Inadequate and falling federal revenues mean weaker national government. That means no serious pension reforms to the CPP and OAS/GIS that would benefit the majority of Canadians with inadequate pensions. (Ironically, our taxes now fund pensioners fortunate who have been part of private companies like GM—badly run but deemed too big or too scary to fail.) Weaker national government means increasingly under-funded national programs and initiatives in Ottawa – unable to prevent a food safety or healthcare crisis, let alone address serious environmental challenges. It means no secure supply of medical isotopes. Is that our collective vision?

Canada is the most decentralized federation in the world. For some time, Ottawa’s share of total revenues has been the smallest of any central government in the developed world. More seriously, however, is the incontrovertible evidence that federal spending as a share of GDP continues its steady decline to its current level below 2/3rds the provincial level (from a high of 19.2% before 1991, to a low of 11.2% in 2007). If present trends continue, federal spending could dip below even the municipal government share of GDP within twelve years (see chart at bottom).

Eyes glaze over when such facts are laid out, but Canadians must resist and recognize this trend to fiscal weakness means our national government will be unable to fulfill its duties across the broad spectrum: national standards for social, educational and environmental programs; comparable national public services and infrastructure; strategic investments in innovation and leading-edge industries; adequate support for our troops; equity and justice for aboriginal Canadians.
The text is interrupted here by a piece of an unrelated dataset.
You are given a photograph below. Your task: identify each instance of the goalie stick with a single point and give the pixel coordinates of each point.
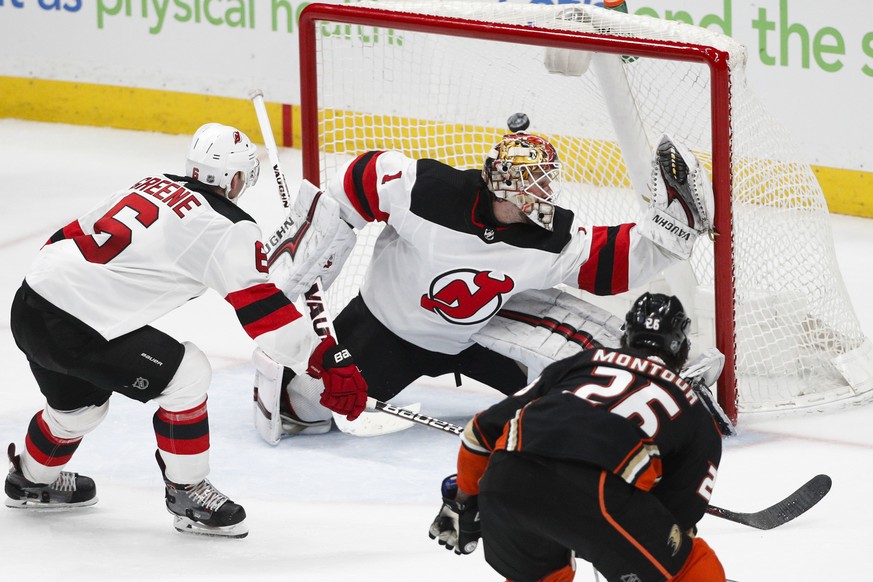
(322, 322)
(257, 97)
Almost every aspect of our daily lives, every serious challenge, has a global dimension necessitating global cooperation and solutions. Yet Canada’s influence and effectiveness on the international stage is being undermined by our internal incoherence and diminished national strength.
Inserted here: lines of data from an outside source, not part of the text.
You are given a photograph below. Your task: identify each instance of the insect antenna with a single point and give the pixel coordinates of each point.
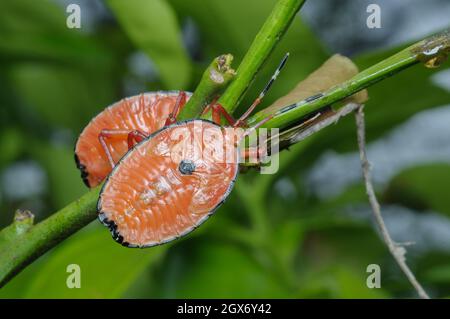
(264, 91)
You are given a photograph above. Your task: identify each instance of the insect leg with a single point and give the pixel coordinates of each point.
(181, 101)
(106, 135)
(218, 111)
(258, 100)
(135, 137)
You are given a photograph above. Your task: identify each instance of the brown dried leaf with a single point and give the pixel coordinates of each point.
(334, 71)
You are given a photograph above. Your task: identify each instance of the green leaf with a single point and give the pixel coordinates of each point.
(65, 182)
(213, 269)
(421, 188)
(36, 30)
(107, 269)
(230, 27)
(61, 96)
(153, 28)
It is all too easy to play to the constituency who supports lower taxes, reduced public investment, erosion of national standards, and offloading costly national responsibilities to provincial and municipal governments—already crushed under the recent recession. But this is not bold national leadership.
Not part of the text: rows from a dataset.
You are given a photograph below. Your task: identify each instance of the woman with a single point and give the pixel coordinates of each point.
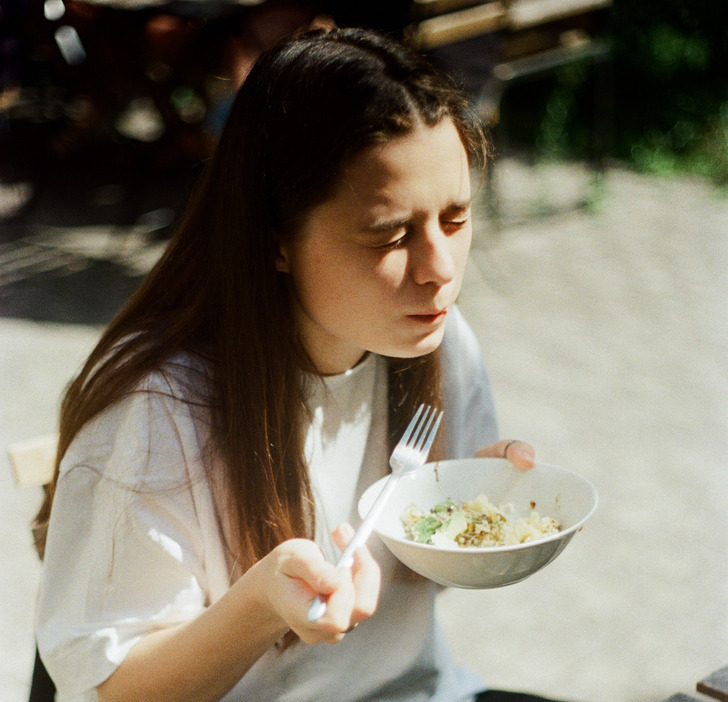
(235, 409)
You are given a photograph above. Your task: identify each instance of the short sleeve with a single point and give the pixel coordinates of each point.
(125, 554)
(470, 417)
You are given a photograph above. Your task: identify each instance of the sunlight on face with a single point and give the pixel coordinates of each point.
(377, 266)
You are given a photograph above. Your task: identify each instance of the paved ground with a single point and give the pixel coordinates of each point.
(605, 330)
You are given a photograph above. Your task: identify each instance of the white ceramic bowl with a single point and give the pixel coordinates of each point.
(557, 492)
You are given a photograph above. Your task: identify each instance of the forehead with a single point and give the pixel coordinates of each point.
(427, 158)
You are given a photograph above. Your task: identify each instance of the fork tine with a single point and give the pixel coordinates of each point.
(431, 435)
(411, 425)
(423, 428)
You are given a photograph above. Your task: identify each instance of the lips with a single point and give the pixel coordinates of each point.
(430, 317)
Bold leadership reaches out to the broader constituency who understands the value of public services and public investment and the need for strong national initiatives to provide services to the people in such a diverse and young country as Canada. Bold leadership reassures Canadians that our national government is more than a giant ATM machine, and that it has all the tools necessary to ensure a secure future for our children in a turbulent, fast-moving world.

Canadians know all too well that building a fair, compassionate and innovative society is not a destination, but a journey. Nothing can be taken for granted. Bold, visionary national leadership is vital to strengthen the bonds of solidarity among Canadians, as Canadians, and guarantee Canada significant influence in all global forums.

We are Canadians without borders, with bridges and bonds to many countries, looking forward to an exciting future. We are more than “taxpayers” of this great nation. We are “citizens” – a far nobler role. We wish to embrace our national responsibilities. We must have the opportunity in the next election to vote for a strong national government that can inspire us to look over the horizon and leave a better world for our children and grandchildren.